There’s a limit not only to what MLB and the MLBPA can do to ensure that the game is safe, but also to what they can know and predict. It will certainly be difficult for such a powerful industry to comprehend that idea, but it will be necessary for the baseball world to understand and embrace it. Given how COVID-19 works, the data on infection rate leaves investigators and public officials to work on a lag.

“We’re not dealing with linear dynamics here. That’s the hard part that I think is confounding so many of our best efforts to respond reasonably,” El-Sayed says. “You’re talking about exponential growth. Everything that we see today is information about the dynamics of the virus two weeks ago. And so all of a sudden you could be having exponential growth dynamics that only start showing up after it’s too late for you to act to stop them.”

As much as everyone is tired of having the course of the country and the economy determined on a fortnightly basis, Duszynski says that’s about as far ahead as we can responsibly plan right now. He’s open to the idea of MLB coming back—but only if the league is willing to stop the season if conditions change. “If they go down this road and start to play games, which personally I hope they do, and we see a shift in that science that says, ‘Hey, wait a minute, the disease is getting worse again,’ is MLB going to be able to pull this back?” he says. “Are they going to be able to shut it down and still survive?”

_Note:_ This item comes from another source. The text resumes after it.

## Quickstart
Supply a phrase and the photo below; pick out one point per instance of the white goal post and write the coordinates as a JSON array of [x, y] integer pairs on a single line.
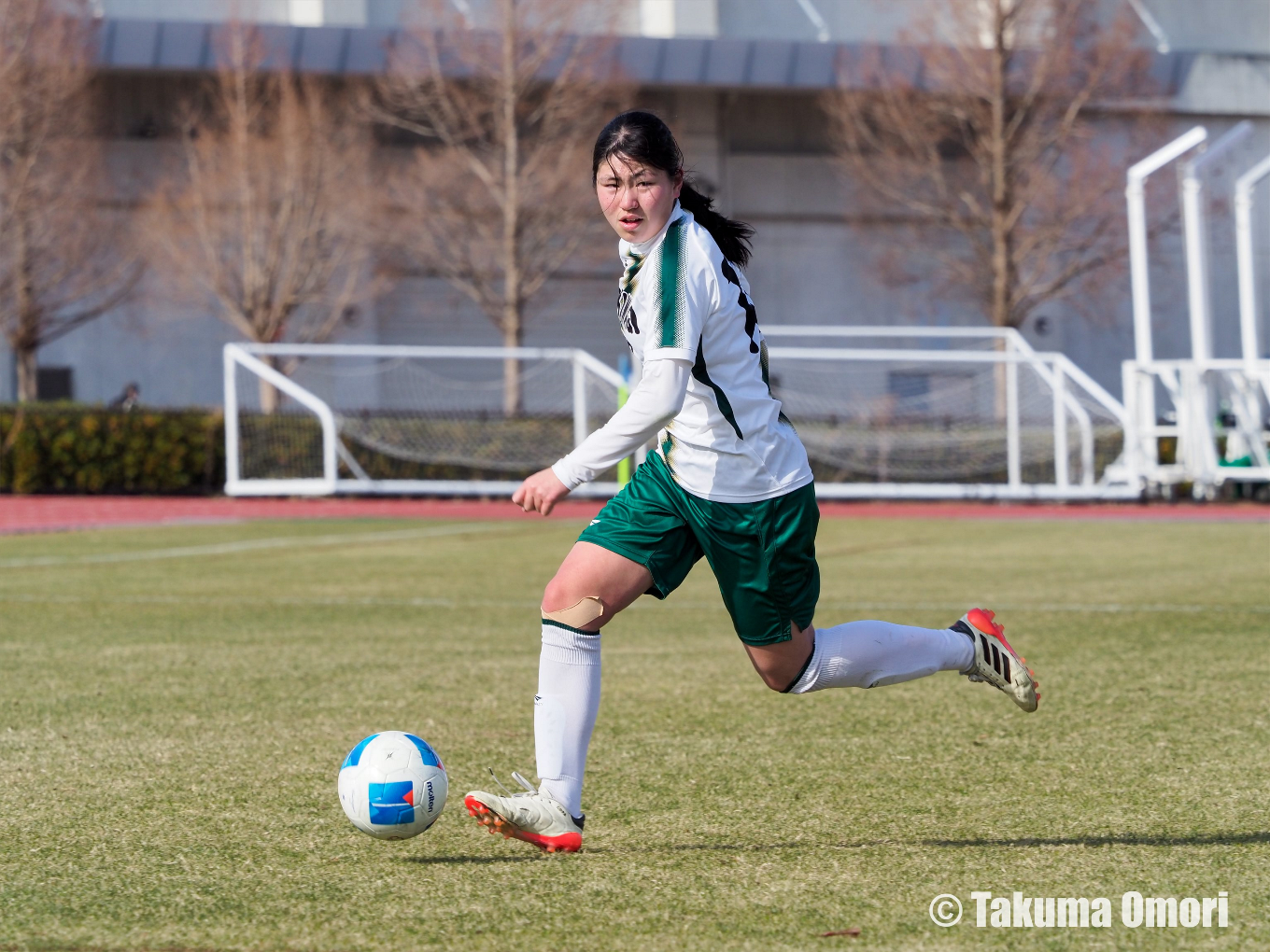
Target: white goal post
[[1036, 418], [341, 401]]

Both El-Sayed and Duszynski believe that it’s possible that a leaguewide infection could progress to the point where MLB simply can’t press on.

“God forbid a player dies because of this,” Dusynski says. “What kind of ripple effect would that have through Major League Baseball?”

As much as the public derided Tampa Bay Rays ace Blake Snell for voicing concerns over his health, there’s a nontrivial possibility that a player could suffer career-ending or even fatal complications from COVID-19, to say nothing of support staff, coaches, umpires, and players’ families. Even if the risk to any healthy individual between 20 and 40 is small, 1,410 players suited up for MLB teams last season—there’s a real risk of someone getting seriously sick among that group.

“I think that was a message that public health didn’t quite get right at the initial onset of this pandemic, that young people have nothing to worry about,” Duszynski says. “That simply isn’t the case. Young people we’ve seen hospitalized. We’ve seen young people die from this disease.”

With such stringent safety guidelines in place, it’s possible that MLB could start back up and run through the World Series without major incident; that’s certainly the league’s intention. But assuming anything right now is foolish, and MLB has to consider the circumstances under which it would stop. If not, the consequences could be dire, in both humanitarian and economic terms.

“My fear in this moment for the economy is not continued blackouts,” El-Sayed says. “My fear for the economy is brownouts. It’s that you start up too early and you destroy the public’s trust in our capacity to start up at all, because it doesn’t go well. Institutions are not made to start and stop like this. … The signal that sends, the impact that has, not just on the institution and Major League Baseball, but just the headline: ‘Major League Baseball starts up and then it has to shut down again.’ That’s devastating.”

But absent an effective and widely distributed vaccine, and absent the kind of government intervention that has allowed Germany and South Korea to begin to reopen safely, MLB and its partners can only do the best they can with the evidence they have. Is it safe to play baseball? Not even health experts know for sure. It’s dangerous for anyone else to pretend that they do.